# Baseline: Обучение Multi-Branch MLP на размеченных данных


In [3]:
!pip install pytorch_lightning

import os
import sys
import warnings
warnings.filterwarnings('ignore')

import torch
import torch.nn as nn
import numpy as np
import pandas as pd
from sklearn.utils.class_weight import compute_class_weight

from model import MultiBranchMLP
from data_module import DataModule
from lightning_module import BaseLightningModule

from pytorch_lightning import Trainer
from pytorch_lightning.callbacks import ModelCheckpoint

def set_seed(seed=42):
    torch.manual_seed(seed)
    torch.cuda.manual_seed_all(seed)
    np.random.seed(seed)
    import random
    random.seed(seed)
    torch.backends.cudnn.deterministic = True
    torch.backends.cudnn.benchmark = False

set_seed(42)




## 1. Загрузка данных


In [4]:
data_dir = '/content/data'

dm = DataModule(
    data_dir=data_dir,
    batch_size=128,
    num_workers=4
)

dm.setup()

print(f'Input dimension: {dm.input_dim}')
print(f'Number of classes: {dm.n_classes}')
print(f'Labeled train samples: {len(dm.train_labeled_dataset)}')
print(f'Test samples: {len(dm.test_dataset)}')


Input dimension: 3072
Number of classes: 10
Labeled train samples: 1440
Validation samples: 160
Test samples: 4000
Input dimension: 3072
Number of classes: 10
Labeled train samples: 1440
Test samples: 4000


## 2. Анализ дисбаланса классов и вычисление весов


In [11]:
train_labels = dm.train_labeled_dataset.dataset.y

unique_labels = np.unique(train_labels)
class_weights = compute_class_weight(
    'balanced',
    classes=unique_labels,
    y=train_labels
)

print(f'Class weights: {dict(zip(unique_labels, class_weights))}')

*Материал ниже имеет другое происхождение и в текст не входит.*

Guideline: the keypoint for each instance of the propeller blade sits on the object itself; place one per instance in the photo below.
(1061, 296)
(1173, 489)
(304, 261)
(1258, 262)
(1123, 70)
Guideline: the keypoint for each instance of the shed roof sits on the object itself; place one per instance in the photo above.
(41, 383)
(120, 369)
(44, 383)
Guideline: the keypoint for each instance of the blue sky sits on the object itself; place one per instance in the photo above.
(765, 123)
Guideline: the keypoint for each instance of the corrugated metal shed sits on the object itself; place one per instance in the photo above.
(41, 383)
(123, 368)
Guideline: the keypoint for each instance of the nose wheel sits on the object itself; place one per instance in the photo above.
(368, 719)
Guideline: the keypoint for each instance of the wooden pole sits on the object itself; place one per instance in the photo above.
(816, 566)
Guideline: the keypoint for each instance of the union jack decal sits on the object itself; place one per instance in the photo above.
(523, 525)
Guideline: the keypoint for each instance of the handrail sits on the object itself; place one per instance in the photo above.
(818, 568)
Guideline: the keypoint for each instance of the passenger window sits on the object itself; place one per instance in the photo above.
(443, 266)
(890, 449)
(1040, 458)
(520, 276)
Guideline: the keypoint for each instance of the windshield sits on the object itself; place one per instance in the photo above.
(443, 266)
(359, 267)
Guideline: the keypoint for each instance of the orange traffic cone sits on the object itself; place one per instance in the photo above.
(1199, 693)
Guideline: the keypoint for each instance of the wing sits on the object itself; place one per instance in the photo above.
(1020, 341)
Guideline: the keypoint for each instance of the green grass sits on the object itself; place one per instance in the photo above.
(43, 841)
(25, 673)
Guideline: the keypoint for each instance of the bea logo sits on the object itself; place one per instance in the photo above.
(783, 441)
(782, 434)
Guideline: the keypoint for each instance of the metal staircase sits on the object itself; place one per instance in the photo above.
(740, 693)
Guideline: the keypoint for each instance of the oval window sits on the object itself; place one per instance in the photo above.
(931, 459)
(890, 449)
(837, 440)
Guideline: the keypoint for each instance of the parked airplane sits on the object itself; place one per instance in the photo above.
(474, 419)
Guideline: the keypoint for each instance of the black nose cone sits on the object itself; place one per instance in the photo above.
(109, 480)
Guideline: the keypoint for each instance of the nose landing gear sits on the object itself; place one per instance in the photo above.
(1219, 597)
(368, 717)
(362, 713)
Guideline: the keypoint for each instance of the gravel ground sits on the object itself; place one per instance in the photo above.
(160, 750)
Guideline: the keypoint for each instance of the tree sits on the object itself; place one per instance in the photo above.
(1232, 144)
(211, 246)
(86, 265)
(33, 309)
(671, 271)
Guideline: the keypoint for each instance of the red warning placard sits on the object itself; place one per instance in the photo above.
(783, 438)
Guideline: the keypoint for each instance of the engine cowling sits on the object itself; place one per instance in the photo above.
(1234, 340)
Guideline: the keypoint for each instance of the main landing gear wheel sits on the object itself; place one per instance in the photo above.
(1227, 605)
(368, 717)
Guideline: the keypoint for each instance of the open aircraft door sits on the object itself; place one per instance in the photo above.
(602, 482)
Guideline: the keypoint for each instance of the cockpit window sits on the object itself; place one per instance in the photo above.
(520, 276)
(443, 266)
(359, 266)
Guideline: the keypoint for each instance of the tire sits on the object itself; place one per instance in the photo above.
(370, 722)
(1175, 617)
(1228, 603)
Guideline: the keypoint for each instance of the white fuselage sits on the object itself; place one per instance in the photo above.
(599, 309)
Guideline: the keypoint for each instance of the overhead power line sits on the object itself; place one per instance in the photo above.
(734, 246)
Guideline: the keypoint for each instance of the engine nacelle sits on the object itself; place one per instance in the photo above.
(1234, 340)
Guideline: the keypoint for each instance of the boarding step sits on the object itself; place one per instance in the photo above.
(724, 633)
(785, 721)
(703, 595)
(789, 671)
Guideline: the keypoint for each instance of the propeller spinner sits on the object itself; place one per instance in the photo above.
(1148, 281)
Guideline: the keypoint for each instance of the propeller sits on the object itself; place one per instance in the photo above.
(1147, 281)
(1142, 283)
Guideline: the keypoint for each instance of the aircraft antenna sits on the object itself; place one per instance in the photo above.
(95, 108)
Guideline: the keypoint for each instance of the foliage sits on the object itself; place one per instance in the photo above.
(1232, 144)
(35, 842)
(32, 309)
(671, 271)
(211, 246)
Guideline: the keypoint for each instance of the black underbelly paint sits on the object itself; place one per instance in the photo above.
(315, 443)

class_weights_tensor = torch.FloatTensor(class_weights)


Class weights: {np.int64(0): np.float64(1.0738255033557047), np.int64(1): np.float64(0.963855421686747), np.int64(2): np.float64(1.0256410256410255), np.int64(3): np.float64(1.103448275862069), np.int64(4): np.float64(0.9523809523809523), np.int64(5): np.float64(0.935672514619883), np.int64(6): np.float64(0.9523809523809523), np.int64(7): np.float64(1.0596026490066226), np.int64(8): np.float64(0.9248554913294798), np.int64(9): np.float64(1.0457516339869282)}


## 3. Создание модели


In [12]:
model = MultiBranchMLP(
    input_dim=dm.input_dim,
    hidden_dim=256,
    output_dim=dm.n_classes,
    num_blocks=4,
    dropout=0.1,
    combine_mode='concat'
)

print(f'Model parameters: {sum(p.numel() for p in model.parameters()):,}')


Model parameters: 4,080,650


## 4. Создание Lightning модуля


In [13]:
loss_fn = nn.CrossEntropyLoss(weight=class_weights_tensor)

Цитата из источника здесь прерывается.